Notas de un lector

No es el mar, es el invierno

Teresa Rosenvinge, madrileña del 57, y de ascendencia danesa, ha pergeñado un libro unitario y de muy grata lectura, donde la nostalgia y el amor -¿el desamor?-, sobresalen como hilo temático del mismo

La colección de poesía el levitador, de la editorial Polibea, alcanza su número 50. Sin duda, una excelente noticia dentro del complejo mercado del libro actual, y un espléndido ejemplo, a su vez, del rigor y del empeño que ha puesto desde sus inicios el director del citado sello, Juan José Martín Ramos.
La alternancia de voces consolidadas -Javier Lostalé, Ana Rosetti, Miguel Losada, José Ángel Cilleruelo, María Antonia Ortega, José Cereijo, Jaime Alejandre…-, con la de otras, ya muy significativas-Beatriz Hernanz, Francisco José Martínez Morán, Verónica Aranda, Ana Martín Puigpelat…-, está conformando un catálogo tan sugerente como notorio.
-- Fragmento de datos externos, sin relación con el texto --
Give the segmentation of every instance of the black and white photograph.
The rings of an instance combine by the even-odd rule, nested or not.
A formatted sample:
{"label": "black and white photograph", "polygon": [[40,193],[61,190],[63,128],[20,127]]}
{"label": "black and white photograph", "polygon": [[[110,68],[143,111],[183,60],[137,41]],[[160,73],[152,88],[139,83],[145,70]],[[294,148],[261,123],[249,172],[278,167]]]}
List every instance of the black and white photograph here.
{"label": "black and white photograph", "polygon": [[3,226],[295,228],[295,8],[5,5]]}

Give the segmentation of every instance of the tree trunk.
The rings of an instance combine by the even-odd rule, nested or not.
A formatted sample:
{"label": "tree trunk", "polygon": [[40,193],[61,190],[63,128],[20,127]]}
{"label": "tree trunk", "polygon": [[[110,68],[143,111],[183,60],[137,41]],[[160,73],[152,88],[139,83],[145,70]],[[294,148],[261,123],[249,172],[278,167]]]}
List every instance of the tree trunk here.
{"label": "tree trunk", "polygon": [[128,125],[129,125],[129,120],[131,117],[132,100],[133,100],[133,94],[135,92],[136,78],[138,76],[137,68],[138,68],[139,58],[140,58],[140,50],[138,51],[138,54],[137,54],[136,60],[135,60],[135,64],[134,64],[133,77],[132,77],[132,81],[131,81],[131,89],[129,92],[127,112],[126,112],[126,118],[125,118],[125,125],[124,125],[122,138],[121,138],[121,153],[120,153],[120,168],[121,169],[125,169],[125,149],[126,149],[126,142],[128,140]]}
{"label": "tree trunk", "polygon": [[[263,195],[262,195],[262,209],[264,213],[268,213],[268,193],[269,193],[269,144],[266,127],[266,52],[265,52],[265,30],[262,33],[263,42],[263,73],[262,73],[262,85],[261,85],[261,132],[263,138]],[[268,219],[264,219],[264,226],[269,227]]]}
Mas también caben en esta aventura, autoras y autores que inician su andadura en el verso, y cuyo primer poemario ve la luz al par de tan solidaria realidad lírica.

     Tal es el caso de “No es el mar, es el invierno”, de Teresa Rosenvinge. Esta madrileña del 57, y de ascendencia danesa, ha pergeñado un libro unitario y de muy grata lectura, donde la nostalgia y el amor -¿el desamor?-, sobresalen como hilo temático del mismo.
En su prefacio, el citado Juan José Martín Ramos, anota que es esta una “poesía de la mirada, más que proporcionalmente del lenguaje” y que tal mirada, “pone en escena para nosotros mares, playas, carreteras, caminos, calles, pero también casas, ámbitos domésticos, estancias de historia personal”. Y, en efecto, el lector hallará ante sí un decir de corte cuasi biográfico, confesional, que deviene en una sincera complicidad: “Llevo tiempo mirando/ el cielo desde mi ventana./ Veo poderosos cielos azules/ y cielos rasgados por las manos/ de Dios./ Veo amaneceres fríos/ y anocheceres con tormenta”.

     En su primera parte, “No es el mar”, Teresa Rosevinge memora un ayer del que el inexorable paso del tiempo ha ido despojándola. Esas pérdidas, se articulan como objetos e instantes a los que pudo y quiso aferrarse, pero que ya no son sino íntima elegía, melancólica remembranza: “La casa está sola/ en la playa (…) No hace mucho tiempo/ hubo fiestas/ y se escuchó la música (…) Nadie llama ya  a su puerta./ Sólo el mar, inexorable,/ la está rodeando,/ la destruirá y la hará suya./ Entonces,/ solamente unos cuantos sabremos/ que allá hubo una casa/ a la que se llevó el mar,/ como a una novia”.
Como coda a este primer apartado, “GammelSkagen”, es un muy bello poema que canta y homenajea a sus raíces (“Mi tierra está al Norte/ de Jutlandia”), un espacio de belleza y dicha, donde sólo viven “familias felices,/ personas contentas/ con lo que son”.

    En su segunda sección, “Es el invierno”, la poetisa madrileña tatúa en su decir la soledad que tan bien conoce y tan bien resiste, y se afana en cobijarse bajo las luces, las estancias, las estrellas…, que puedan confortarla, a sabiendas de que cuanto resta es“una felicidad imperfecta”, pues, al cabo, “falta tu mano sobre la mía”.

    En su epílogo, Ángel Rodríguez Abad escribe que los versos de Teresa Rosenvinge “nos tocan y nos iluminan”. Y no le falta razón, pues en la pulsión y en la lumbre que atesoran, reside la virtud mejor de una poesía que abraza y que conforta, que torna en claridad lo enigmático.